Patalab Architecture Breathes New Life into a 19th-Century South London Cottage
When renovating a 19th-century Victorian terrace house in South London, Patalab Architecture first turned to its bones. “The house, when purchased by our client, was in a tired state,” says founder and director Uwe Schmidt-Hess, noting its narrow width at 4 meters, or roughly 13 feet. “There were major structural issues that needed to be addressed, justifying the opportunity to fundamentally rearrange the layout.” The existing stairs also made the second bedroom on the upper floor unusable, leading Schmidt-Hess and his team to rearrange them, creating a new focal point in the home. The innovative triple-height stairwell connects the ground floor with the roof, illuminated by a skylight above that brings light into the center of the home. At the same time, moving the stairwell enabled the team to create an open floor plan, which makes for expansive vistas throughout. “Our design approach was to introduce spatial generosity and respond to contemporary living requirements without losing the connection to the building’s history,” he adds.

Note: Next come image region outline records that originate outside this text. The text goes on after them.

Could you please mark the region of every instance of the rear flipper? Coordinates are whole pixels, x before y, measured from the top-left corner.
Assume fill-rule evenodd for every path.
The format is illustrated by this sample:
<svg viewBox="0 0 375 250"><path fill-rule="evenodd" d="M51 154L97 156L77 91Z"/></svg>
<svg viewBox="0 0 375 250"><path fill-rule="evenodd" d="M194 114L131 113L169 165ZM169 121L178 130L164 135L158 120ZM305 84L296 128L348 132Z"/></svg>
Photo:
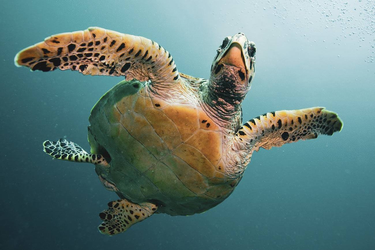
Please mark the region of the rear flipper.
<svg viewBox="0 0 375 250"><path fill-rule="evenodd" d="M126 231L134 224L149 217L158 206L149 202L132 203L126 199L111 201L108 208L99 214L104 221L98 229L104 234L113 235Z"/></svg>
<svg viewBox="0 0 375 250"><path fill-rule="evenodd" d="M101 154L88 154L78 145L62 138L56 142L43 142L43 151L56 159L76 162L89 162L106 166L108 163Z"/></svg>
<svg viewBox="0 0 375 250"><path fill-rule="evenodd" d="M320 134L332 135L341 131L342 121L337 114L324 109L315 107L263 114L245 123L237 139L252 151L315 139Z"/></svg>

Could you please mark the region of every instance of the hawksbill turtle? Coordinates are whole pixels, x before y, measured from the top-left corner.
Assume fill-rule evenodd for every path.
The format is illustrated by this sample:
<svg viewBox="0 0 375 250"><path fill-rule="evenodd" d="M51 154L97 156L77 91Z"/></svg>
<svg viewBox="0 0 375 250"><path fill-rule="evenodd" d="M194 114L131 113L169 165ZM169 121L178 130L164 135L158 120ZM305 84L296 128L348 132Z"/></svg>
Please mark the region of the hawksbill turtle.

The kitchen, with its pale green storage cabinets and whitewashed rough sawn oak cabinetry, serves as a main throughway, connecting the interiors to the outdoor garden through expansive glass doors. “These material and color connections weave the interior and exterior together” Schmidt-Hess shares. While the garden, designed by Adolfo Harrison, is bookended by a small yoga studio and features a winding path that intersects with raised herb and vegetable beds as well as fruit trees. “All this contributes to the sense of space in the house that makes it appear bigger than it actually is,” he says, noting that the compact cottage maintains its charm while offering contemporary comforts.